The East African country of Kenya has a population of over 50 million people. Kenya is home to various groups of hunter-gatherers including Ogiek, Sengwer, Yiaku, Waata, Awer (Boni), as well as pastoralists like the Turkana, Rendille, Borana, Maasai, Samburu, Ilchamus, Somali, Gabra, Pokot, Endorois. According to the IWGIA, the indigenous peoples of Kenya face discrimination, exclusion and human rights abuses.
Under 8 % of Kenya’s land area is covered by forests and most of the still regenerating forests have survived in the traditional territories of the indigenous hunter-gatherers, even though they make up only about 0,4 % of the population. The ancestral rights and knowledge about sustainable practices of forest peoples have often been ignored in the name of conservation.
Meanwhile, indigenous pastoralists have been severely hit by climate change and droughts.

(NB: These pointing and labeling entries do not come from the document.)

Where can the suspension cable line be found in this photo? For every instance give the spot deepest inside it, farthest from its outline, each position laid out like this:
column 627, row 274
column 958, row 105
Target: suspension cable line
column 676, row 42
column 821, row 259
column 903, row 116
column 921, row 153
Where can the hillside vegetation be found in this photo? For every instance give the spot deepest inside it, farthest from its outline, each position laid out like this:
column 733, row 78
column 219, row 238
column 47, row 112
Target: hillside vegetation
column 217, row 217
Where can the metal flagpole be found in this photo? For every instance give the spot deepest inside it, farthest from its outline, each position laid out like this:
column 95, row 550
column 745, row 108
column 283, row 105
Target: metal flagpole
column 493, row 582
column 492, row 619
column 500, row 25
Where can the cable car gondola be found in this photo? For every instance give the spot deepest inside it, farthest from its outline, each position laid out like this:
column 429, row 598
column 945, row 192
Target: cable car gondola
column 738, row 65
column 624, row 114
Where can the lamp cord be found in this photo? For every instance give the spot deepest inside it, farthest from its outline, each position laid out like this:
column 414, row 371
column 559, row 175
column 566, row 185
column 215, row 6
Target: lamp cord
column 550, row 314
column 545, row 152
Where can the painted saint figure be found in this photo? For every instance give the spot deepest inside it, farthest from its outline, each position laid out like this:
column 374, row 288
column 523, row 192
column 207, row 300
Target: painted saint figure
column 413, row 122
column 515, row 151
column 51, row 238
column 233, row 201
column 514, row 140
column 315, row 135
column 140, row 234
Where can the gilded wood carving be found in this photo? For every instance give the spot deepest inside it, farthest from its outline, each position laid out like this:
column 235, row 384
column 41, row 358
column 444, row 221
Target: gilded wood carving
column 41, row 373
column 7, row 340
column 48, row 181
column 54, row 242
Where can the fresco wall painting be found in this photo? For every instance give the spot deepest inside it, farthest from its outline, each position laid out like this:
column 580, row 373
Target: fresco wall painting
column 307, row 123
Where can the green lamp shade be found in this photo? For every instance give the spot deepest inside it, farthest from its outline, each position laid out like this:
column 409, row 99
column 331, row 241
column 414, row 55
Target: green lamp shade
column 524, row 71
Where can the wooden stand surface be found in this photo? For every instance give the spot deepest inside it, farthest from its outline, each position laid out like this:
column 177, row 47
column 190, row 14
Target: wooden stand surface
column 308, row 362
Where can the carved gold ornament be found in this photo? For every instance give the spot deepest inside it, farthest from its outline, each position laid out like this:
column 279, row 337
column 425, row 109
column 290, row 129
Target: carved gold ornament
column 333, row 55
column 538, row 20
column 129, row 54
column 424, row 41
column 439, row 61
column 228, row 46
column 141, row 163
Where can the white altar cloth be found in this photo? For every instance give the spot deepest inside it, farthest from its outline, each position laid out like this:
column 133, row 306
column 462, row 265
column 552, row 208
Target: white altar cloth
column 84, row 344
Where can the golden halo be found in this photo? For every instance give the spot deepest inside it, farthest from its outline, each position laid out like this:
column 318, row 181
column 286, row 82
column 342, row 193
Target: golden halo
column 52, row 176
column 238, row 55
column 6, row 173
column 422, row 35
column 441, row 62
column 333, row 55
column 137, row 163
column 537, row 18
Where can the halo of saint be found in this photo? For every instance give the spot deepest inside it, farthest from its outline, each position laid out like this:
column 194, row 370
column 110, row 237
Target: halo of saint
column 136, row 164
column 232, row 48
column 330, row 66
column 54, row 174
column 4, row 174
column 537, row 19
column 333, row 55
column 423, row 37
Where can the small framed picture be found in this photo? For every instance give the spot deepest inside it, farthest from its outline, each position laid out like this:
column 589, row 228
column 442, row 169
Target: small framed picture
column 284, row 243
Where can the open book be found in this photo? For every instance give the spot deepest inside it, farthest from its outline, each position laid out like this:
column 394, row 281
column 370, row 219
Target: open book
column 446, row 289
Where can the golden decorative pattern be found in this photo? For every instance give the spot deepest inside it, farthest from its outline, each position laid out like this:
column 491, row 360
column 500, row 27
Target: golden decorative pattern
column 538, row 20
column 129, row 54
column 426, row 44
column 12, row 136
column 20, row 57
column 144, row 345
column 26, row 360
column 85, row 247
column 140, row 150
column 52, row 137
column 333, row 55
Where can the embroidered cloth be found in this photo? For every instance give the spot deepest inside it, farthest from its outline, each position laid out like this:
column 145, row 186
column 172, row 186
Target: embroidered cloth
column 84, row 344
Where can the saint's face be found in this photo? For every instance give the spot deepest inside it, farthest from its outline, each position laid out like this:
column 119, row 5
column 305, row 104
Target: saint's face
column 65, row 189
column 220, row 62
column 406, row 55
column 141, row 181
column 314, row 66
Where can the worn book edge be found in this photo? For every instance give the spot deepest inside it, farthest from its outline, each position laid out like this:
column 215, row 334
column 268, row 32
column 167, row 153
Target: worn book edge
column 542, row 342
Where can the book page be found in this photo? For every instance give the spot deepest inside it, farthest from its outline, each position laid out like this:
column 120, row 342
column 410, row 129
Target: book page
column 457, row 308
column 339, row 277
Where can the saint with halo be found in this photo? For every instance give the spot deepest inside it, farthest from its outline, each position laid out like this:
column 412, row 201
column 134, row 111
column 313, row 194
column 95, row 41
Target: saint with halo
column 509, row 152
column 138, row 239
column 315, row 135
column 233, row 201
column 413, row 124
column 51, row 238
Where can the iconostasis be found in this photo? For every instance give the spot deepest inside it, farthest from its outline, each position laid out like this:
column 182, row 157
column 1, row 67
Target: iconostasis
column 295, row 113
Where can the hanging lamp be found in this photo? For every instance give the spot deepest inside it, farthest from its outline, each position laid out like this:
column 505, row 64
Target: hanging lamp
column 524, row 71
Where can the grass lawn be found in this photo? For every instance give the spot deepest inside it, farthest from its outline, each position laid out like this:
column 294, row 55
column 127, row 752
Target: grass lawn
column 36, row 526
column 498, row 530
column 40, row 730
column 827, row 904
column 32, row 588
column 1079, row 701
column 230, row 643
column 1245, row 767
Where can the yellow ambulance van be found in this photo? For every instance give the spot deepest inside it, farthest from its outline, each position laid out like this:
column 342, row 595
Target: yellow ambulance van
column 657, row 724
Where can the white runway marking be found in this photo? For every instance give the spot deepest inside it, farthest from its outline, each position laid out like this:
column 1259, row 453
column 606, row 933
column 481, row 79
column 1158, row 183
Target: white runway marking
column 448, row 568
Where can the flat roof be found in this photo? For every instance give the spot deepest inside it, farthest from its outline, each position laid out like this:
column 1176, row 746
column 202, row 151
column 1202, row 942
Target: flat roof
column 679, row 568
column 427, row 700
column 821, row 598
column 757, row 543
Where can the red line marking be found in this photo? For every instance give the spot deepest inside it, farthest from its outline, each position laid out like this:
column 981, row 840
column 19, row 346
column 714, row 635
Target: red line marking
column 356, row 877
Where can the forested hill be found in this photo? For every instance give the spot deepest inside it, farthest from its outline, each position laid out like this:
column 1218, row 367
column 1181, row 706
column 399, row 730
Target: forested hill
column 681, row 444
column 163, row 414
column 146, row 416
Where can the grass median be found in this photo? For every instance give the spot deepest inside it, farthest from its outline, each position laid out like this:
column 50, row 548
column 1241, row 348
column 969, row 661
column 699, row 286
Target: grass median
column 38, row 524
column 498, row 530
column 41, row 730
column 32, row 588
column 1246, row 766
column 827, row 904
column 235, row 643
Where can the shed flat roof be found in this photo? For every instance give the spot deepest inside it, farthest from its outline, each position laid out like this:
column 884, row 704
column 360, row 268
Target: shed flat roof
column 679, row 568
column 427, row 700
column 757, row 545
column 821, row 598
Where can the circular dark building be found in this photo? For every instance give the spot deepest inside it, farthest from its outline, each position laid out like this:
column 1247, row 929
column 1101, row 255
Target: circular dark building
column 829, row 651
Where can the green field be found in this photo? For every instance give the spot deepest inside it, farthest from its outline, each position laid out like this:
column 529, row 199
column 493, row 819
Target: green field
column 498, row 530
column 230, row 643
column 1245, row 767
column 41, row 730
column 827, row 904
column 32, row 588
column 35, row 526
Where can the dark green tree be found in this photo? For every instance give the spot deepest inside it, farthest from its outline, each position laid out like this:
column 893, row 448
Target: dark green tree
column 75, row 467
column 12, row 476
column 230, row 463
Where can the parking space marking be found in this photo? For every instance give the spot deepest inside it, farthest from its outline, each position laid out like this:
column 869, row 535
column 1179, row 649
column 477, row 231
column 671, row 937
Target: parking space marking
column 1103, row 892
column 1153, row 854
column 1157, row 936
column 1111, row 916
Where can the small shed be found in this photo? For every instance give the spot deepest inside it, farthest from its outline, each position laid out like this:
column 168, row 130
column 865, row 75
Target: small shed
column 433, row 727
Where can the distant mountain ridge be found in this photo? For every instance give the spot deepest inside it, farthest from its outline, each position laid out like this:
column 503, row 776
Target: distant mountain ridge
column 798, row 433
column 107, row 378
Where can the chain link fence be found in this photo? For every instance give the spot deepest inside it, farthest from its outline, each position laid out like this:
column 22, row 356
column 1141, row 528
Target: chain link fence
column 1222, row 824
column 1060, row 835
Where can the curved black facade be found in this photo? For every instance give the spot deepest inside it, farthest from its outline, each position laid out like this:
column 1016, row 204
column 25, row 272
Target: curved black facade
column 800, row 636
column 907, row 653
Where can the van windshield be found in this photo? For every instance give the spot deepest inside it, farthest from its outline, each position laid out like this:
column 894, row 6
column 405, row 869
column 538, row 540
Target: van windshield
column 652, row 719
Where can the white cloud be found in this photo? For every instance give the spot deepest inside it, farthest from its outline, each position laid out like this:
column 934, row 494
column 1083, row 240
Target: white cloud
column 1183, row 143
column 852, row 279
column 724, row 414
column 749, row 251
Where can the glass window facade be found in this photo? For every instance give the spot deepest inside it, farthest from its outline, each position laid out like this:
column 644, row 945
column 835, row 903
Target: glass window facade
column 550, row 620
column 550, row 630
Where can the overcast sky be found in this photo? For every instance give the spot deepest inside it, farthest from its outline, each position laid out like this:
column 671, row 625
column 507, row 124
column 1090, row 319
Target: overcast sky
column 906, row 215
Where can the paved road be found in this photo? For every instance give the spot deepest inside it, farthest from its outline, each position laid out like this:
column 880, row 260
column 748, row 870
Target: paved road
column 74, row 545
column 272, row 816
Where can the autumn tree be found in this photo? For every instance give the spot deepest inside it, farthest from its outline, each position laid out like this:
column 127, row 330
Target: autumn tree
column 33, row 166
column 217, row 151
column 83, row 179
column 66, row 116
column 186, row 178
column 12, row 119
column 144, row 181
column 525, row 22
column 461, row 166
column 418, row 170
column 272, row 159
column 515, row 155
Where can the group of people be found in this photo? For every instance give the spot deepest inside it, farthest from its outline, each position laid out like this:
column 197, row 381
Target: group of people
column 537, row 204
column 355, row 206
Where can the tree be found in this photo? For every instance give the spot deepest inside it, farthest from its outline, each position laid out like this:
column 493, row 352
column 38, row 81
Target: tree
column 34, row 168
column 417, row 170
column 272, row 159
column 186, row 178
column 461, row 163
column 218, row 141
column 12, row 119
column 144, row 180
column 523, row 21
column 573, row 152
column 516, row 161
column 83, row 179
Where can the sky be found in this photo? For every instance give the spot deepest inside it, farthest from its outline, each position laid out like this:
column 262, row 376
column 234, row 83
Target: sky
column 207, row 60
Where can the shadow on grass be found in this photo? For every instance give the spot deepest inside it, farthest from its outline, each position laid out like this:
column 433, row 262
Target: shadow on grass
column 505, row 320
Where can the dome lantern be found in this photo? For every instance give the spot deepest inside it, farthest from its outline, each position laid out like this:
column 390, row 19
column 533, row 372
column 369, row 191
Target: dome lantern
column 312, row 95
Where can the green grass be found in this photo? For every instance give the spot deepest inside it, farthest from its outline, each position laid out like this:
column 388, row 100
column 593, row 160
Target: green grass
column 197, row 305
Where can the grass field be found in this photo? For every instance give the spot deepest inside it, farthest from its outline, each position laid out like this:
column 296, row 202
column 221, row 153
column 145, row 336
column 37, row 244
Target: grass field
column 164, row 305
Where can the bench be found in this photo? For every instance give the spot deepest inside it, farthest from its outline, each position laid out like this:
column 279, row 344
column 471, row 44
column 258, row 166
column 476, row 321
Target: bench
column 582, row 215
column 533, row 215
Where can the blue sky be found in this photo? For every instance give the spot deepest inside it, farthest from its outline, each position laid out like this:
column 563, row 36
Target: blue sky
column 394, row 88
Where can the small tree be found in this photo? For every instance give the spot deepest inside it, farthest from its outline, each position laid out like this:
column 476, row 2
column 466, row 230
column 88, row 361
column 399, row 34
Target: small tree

Pastoralist territories are destined for various energy and infrastructure projects, which have often been planned and implemented without taking into account the local communities’ rights and have led to forced relocations.
Kenyan forest dependent peoples have advocated for the national implementation of the UN Convention on Biological Diversity, the recognition of indigenous peoples’ customary land rights in the Community Land Bill, and the adoption of local level laws to recognize forest community by-laws. Advocacy work on the African Court on Human and Peoples Rights was successful regarding the Ogiek quest to return to the Mau Forest, their ancestral home. The court’s judgments favoured the community, against the Kenyan government, in 2017 and again in 2022.
Siemenpuu’s role in Kenya
In Kenya, through its funding scheme on Biocultural Rights, Siemenpuu Foundation is strengthening the realisation of internationally recognised biocultural rights and ecosystem management capabilities of indigenous communities of hunter-gatherers in forests and self-reliant nomadic pastoralists, based on self-regenerating local ecosystems.
Siemenpuu Foundation has supported the Biocultural Community Protocol (BCP) processes of some of these communities. BCP is a tool to safeguard communities’ rights as well as their traditional knowledge and resources, providing clear terms and conditions to regulate the use of community assets as well as sharing benefits that accrue from any development of these assets. By improved management, biodiversity is nurtured for varied livelihoods in order to alleviate poverty and adapt to the increasing impacts of climate change.
Additionally, as in Siemenpuu’s funding schemes in general, the overall goal is to strengthen women´s rights and position in their communities, to promote using participatory community learning approaches in the projects supported, to include networking activities and encourage multi-ethnic approach between communities.
Through strengthened ethnic identity as indigenous people, women, and youth it can be safely assumed, that also their confidence for social and political inclusion and participation will be strengthened. Strengthened rootedness and identity will also broaden rural based future related horizons of indigenous youth, being one supportive factor for their willingness to get educated accordingly.